The national authorities responsible for the recognition of the specialty of infectious diseases and the number of training posts are almost universally the national governments. Governments are notoriously slow in responding to medical need but, perhaps due to an awareness of the above and other issues, there has been an increase in training posts within the UK for both infectious diseases/general internal medicine and infectious diseases/microbiology. Additionally, over ten new consultant posts in infectious diseases were created in 2003, and 7 for 2004. Also, in Sweden the number of training posts in infectious diseases has increased over the past 5 years from approximately 40 to 100 positions. There is a concern among the specialist body that the number of trainees completing training will not be sufficient to match the expansion in specialist posts. This illustrates the importance of a long-term view of demand in relation to training and reinforces the need for formal recognition of the specialty of infectious diseases by national governments, so training programmes and training posts can be planned in an effective manner. Part of the drive for new specialist posts in the UK may be the desire to develop a more structured national network for infectious diseases, with infection centres that are multidisciplinary, encompassing service, training, teaching and research. The development of infection centres was one of the recommendations of a House of Lords Science and Technology Select Committee report in July 2003 (core disciplines of infectious diseases (adult and paediatric), microbiology, virology and public health in a university hospital). Such a centre could network effectively with the infection teams at adjacent district general hospitals. Such a design would provide an invaluable national infrastructure for infection control, and would facilitate optimum training and research, as well as closer collaboration among the individual infection disciplines.
CONCLUSION
The UEMS Sections have recognised the importance of working closely with those European specialist societies involved with training and the development of the discipline. Such a partnership will help the development of the discipline and should facilitate working towards curriculum-based competencies that are consistant among countries and appropriate to clinical needs. The opinions on joint training in Europe are diverse, and there are currently varying levels of collaboration between the different infection disciplines. However, it is increasingly recognised that treatment of infection will be stronger as a whole if there is closer liaison among those who are involved from the different disciplines. The increased movement of medical staff within the European Union will place greater demands on those responsible for training, monitoring and quality assurance. In the UK and Ireland, the responsibility currently lies with the Royal College of Physicians Joint Committee for Higher Medical Training, but a new government-established training board was estabilished in 2004 to oversee postgraduate training in the UK. In some countries, it is the responsibility of the ministry or board of health, with or without a specialist society input, and in other countries it appears to be predominantly the responsibility of the national medical society, probably with involvement of the national specialist societies.

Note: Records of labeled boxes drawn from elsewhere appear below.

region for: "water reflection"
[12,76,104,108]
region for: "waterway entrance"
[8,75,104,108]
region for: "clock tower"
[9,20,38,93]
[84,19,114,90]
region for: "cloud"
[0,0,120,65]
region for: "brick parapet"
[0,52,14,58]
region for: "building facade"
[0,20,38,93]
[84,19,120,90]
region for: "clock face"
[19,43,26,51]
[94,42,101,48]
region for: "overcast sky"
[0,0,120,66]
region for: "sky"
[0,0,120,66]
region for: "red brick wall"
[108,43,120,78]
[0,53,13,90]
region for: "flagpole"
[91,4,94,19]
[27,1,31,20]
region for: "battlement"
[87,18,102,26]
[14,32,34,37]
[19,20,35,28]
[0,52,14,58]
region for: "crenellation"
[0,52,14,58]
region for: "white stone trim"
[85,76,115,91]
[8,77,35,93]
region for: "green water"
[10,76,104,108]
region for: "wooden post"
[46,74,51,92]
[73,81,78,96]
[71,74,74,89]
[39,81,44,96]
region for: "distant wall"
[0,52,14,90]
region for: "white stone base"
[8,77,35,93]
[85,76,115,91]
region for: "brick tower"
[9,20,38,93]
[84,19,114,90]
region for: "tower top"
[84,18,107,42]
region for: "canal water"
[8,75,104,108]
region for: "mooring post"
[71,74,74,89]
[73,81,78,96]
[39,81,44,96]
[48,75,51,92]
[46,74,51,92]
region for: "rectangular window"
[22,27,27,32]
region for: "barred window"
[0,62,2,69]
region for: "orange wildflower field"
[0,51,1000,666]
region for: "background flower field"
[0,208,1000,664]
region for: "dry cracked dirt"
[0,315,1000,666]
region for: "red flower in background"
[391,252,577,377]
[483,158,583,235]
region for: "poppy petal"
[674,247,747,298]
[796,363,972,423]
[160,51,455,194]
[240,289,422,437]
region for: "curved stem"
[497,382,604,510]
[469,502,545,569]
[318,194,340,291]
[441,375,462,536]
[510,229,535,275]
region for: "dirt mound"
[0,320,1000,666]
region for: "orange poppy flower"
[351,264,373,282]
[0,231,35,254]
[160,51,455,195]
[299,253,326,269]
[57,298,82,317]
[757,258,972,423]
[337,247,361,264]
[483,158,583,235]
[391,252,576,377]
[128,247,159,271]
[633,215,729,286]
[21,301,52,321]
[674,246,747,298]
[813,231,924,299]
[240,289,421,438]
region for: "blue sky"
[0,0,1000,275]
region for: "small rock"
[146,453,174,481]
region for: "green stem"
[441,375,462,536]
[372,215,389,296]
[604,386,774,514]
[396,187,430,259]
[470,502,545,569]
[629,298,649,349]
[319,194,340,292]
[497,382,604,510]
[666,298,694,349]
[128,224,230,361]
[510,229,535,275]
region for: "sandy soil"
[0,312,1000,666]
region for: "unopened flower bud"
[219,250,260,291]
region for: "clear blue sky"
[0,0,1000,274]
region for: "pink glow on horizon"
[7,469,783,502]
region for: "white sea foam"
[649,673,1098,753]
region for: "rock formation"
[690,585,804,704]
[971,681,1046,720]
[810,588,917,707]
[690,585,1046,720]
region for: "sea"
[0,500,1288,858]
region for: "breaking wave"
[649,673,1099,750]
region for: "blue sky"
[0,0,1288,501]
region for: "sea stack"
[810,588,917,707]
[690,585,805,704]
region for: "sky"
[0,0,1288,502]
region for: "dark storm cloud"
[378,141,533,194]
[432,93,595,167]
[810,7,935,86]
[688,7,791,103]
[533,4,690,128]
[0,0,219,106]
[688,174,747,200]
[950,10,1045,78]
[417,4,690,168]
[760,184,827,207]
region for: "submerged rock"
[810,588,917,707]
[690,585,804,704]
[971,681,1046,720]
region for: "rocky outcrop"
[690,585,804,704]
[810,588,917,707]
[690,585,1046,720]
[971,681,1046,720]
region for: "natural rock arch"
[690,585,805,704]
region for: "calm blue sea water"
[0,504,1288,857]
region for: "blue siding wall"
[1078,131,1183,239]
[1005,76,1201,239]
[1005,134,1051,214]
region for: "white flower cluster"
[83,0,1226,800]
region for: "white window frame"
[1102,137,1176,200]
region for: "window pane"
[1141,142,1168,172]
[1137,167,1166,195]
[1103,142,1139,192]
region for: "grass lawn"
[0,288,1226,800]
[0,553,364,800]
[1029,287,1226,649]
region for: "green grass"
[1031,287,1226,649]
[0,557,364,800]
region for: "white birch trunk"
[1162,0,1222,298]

There is little doubt that there will be major new challenges to national authorities with regard to movement of specialists between European countries. The basic reason for the establishment of the UEMS was to ensure consistency in training, which, in the context of the new legislation, is extremely important. Whereas some Sections have been established for decades, the Section of Infectious Diseases is relatively new; however, it has established a framework against which training programmes can be compared.
Note
The data included in this article are believed to be accurate. However, the sources of data from different countries are not uniform, and most but not all countries have provided updated information. A copy of these tables was sent to the UEMS delegates from each member country to provide an opportunity for correction, and I am grateful to those who replied, who were the majority.